«Happy Hour»: vérité intime

S’ajoute aux mots la forte présence des deux interprètes, Anna Beaupré Moulounda et Thomas Leblanc, leur manière d’investir la scène et les gradins, d’entrer et sortir par la porte qui mène aux loges, leur façon de signifier, notamment par le costume, la richesse de leurs identités.
Photo: Thomas Leblanc S’ajoute aux mots la forte présence des deux interprètes, Anna Beaupré Moulounda et Thomas Leblanc, leur manière d’investir la scène et les gradins, d’entrer et sortir par la porte qui mène aux loges, leur façon de signifier, notamment par le costume, la richesse de leurs identités.

Trois spectacles présentés en ce moment dans la métropole abordent de manière vivifiante les enjeux de l’amour, de la sexualité, de la famille et de l’amitié. Comme le drôle et poignant Guide d’éducation sexuelle pour le nouveau millénaire d’Olivier Sylvestre et Gabrielle Lessard et le profondément bouleversant M.I.L.F. de Marjolaine Beauchamp et Pierre Antoine Lafon Simard, la première création de la compagnie Parrêsia relève le défi de traduire l’intime en scène.

Dirigé par Ana Pfeiffer Quiroz, artiste et pédagogue d’origine péruvienne installée à Montréal depuis 2010, Happy Hour est une mosaïque de moments contrastés, une savante juxtaposition de souvenirs, bribes de vie graves et banales, désopilantes et tragiques, qui laissent entrevoir toute la complexité de ce qu’on appelle l’identité. Les deux « personnages », incarnés par Anna Beaupré Moulounda et Thomas Leblanc, jonglent avec des étiquettes comme Québécois.e, afrodescendante, francophone, anglophone, homme, femme, hétéro, queer, fils et mère…

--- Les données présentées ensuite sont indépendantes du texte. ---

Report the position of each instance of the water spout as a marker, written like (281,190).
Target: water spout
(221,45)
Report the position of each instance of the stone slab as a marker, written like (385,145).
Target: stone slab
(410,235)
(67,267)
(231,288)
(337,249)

Élaboré à partir d’improvisations, le texte s’inspire franchement de la réalité des deux interprètes. Alors que lui aborde surtout la découverte de son homosexualité, sa quête d’amour et de sens depuis la Rive-Nord, elle interroge principalement ses origines congolaises et son rôle de mère, souvent frustrant. On rit beaucoup, certains passages tiennent carrément du stand-up. Puis on s’émeut de leur capacité à adresser des reproches, du courage dont ils font preuve quand il s’agit de briser le moule du bon gai et de la bonne mère.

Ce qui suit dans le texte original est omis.